Four Corners: Is Meadowlands good site for Super Bowl?

May 26, 2010

Most fans don't care

Sam Farmer

Los Angeles Times

First of all, the majority of NFL fans don't give a hoot about where the Super Bowl is played as long as it starts on time. For them, the Super Bowl takes place in their living room. But the fact the league is staging its marquee event outdoors in a cold-weather city underscores what the Super Bowl has become. It's no longer a week of fun in the sun but a vital tool to help finance exorbitantly expensive new stadiums.

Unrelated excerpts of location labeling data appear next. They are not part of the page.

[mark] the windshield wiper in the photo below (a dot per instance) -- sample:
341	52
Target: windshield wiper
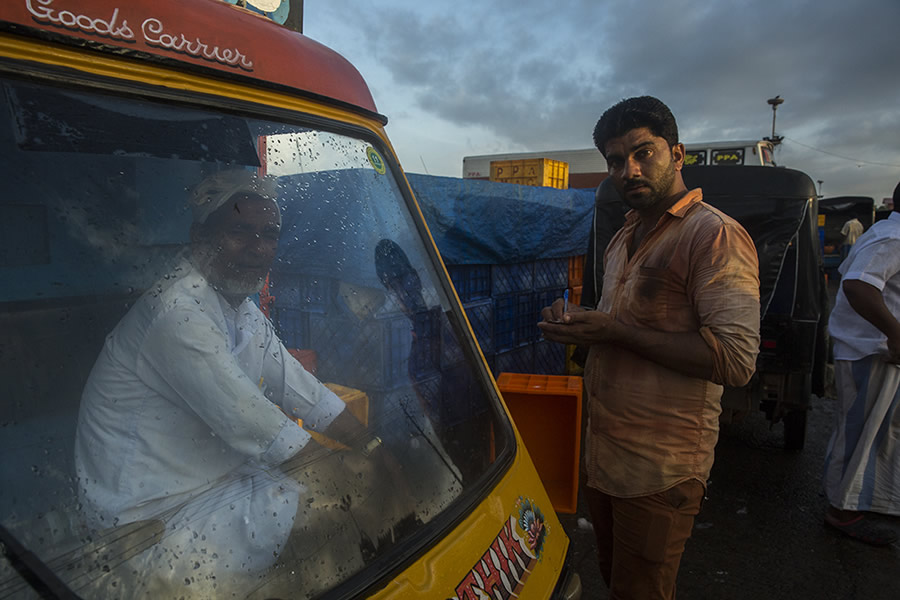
33	570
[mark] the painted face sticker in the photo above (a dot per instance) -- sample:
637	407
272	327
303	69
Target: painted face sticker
375	160
505	566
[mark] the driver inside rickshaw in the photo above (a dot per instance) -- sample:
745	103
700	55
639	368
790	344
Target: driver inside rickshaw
189	415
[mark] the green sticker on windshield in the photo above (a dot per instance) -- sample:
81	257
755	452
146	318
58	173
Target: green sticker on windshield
375	160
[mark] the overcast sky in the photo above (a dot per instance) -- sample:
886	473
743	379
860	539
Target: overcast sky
481	77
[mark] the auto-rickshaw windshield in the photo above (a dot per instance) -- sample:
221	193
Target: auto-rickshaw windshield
229	364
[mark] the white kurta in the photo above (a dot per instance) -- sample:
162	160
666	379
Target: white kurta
179	418
862	465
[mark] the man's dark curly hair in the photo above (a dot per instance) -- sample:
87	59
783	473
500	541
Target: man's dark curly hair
632	113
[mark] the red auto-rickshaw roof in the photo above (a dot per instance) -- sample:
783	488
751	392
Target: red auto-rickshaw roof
203	33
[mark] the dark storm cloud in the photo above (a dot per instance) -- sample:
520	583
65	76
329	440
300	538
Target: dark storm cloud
538	75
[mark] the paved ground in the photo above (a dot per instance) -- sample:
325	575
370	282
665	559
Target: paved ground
760	534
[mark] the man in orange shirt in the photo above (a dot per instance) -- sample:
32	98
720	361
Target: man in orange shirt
678	319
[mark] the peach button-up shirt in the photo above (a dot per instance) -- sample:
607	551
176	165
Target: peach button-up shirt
651	427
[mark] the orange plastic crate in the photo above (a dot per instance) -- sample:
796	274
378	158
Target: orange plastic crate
547	412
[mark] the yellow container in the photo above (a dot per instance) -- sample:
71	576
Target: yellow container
532	171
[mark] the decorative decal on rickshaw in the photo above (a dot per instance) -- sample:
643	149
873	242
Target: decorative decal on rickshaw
375	160
503	569
153	31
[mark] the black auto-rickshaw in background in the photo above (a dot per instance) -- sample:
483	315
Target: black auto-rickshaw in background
778	208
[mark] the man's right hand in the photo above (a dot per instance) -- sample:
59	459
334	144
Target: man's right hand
555	312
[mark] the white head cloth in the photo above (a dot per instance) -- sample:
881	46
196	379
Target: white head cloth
212	193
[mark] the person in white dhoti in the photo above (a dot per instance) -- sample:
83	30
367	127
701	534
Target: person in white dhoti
862	465
189	414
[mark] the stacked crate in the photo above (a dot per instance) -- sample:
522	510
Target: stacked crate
543	172
503	304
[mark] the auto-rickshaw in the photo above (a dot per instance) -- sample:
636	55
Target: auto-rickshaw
111	114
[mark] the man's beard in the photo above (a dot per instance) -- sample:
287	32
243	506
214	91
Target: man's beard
228	284
658	190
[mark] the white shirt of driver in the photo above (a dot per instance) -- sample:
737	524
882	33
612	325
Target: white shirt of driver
179	417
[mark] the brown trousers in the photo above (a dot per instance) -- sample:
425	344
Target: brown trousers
640	540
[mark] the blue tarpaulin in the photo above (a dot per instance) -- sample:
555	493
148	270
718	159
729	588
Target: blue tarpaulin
482	222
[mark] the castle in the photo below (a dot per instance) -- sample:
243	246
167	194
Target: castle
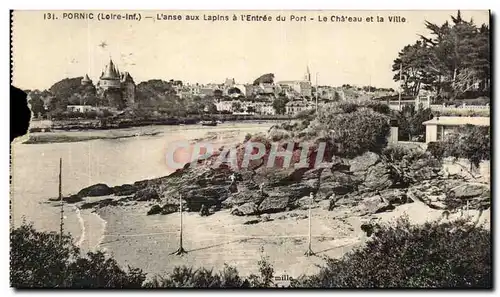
115	89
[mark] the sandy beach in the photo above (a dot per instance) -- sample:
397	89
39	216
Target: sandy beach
147	241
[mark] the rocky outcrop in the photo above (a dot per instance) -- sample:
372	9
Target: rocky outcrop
368	184
374	205
146	194
246	209
276	202
95	190
155	209
125	190
469	190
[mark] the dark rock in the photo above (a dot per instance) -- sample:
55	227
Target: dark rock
394	196
125	190
155	209
72	199
304	202
377	178
146	194
469	190
363	162
169	208
251	222
95	190
274	203
209	195
246	209
243	197
375	205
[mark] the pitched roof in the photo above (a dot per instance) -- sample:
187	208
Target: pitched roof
86	78
110	72
458	121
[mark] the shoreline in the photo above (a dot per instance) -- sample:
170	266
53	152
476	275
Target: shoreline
71	136
92	228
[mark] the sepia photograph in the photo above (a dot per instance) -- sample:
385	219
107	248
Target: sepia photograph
285	149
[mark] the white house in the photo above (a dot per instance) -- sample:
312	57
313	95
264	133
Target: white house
437	128
80	108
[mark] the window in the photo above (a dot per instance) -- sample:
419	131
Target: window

It's a mega-event, and now the door is open for all sorts of possibilities. It will be very interesting to see what happens this decade, because it's entirely possible there will be Super Bowls in Los Angeles and London, whether those cities have teams or not. Washington, Chicago and the New England area can make compelling arguments for playing host to the game. Remember, most fans don't care where it's played. In fact, they'll probably like seeing those lucky ticket holders huddled, shivering and — maybe ever so slightly — wishing they were back watching from their living rooms.

The Jersey sore

Dan Pompei

Chicago Tribune

The Super Bowl does not belong in New Jersey — just like it did not belong in Detroit or Minneapolis. The Super Bowl belongs in a city that people want to travel to in the dead of winter. It belongs in a city that won't be disrupted by snowstorms, ice storms or subzero arctic blasts. It should be played in a climate that will not affect the most important game of the year.

The Super Bowl belonged more in Detroit and Minneapolis than it does in New Jersey because at least those cities had domed stadiums. Though people are calling it the "New York Super Bowl," it's really the "New Jersey Super Bowl." How excited could anyone be about visiting New Jersey in February?

Plenty not to like

Bill Kline

The Morning Call

It's a good idea to hold a Super Bowl in February in metropolitan New York, if:

Extra ambulances are on standby to treat fans for frostbite.

Disney on Ice is the halftime entertainment.

You want a one-dimensional team having a decided — and unfair — advantage in what is only the biggest game of the year in American sports.

You're doing a medical study on mass outbreaks of windburn.

Dozens of AAA rescue trucks are on duty to recharge frozen car batteries.

You like a 9-6 final score.

Adults in tiny seats wearing four layers of clothing enjoy being wedged in tighter than Jerry Jones' face.

If you want to see Ice Bowl II, by all means have the Super Bowl in New York. But football in the Northeast is meant to be played — and watched — in the fall, not the winter.

Give it the cold shoulder

Sarah Talalay

Sun Sentinel

Sure. Once. Then the NFL will see the error of its ways. No one doubts New York will put on a good show, but that's not the point of hosting the Super Bowl. This is the NFL's biggest party of the year — the league's equivalent of the Sports Illustrated swimsuit issue: a February respite from the long, cold winter. Players, sponsors and fans want a getaway — a warm weather locale to play golf, party on the beach or Bourbon Street.

On game day, they should be celebrating, not hoping they can bring Snuggies and snowboots into the stadium. If it rains or snows when attendees brave the elements at the new Meadowlands in 2014, it also will prove warm-weather stadiums don't need roofs.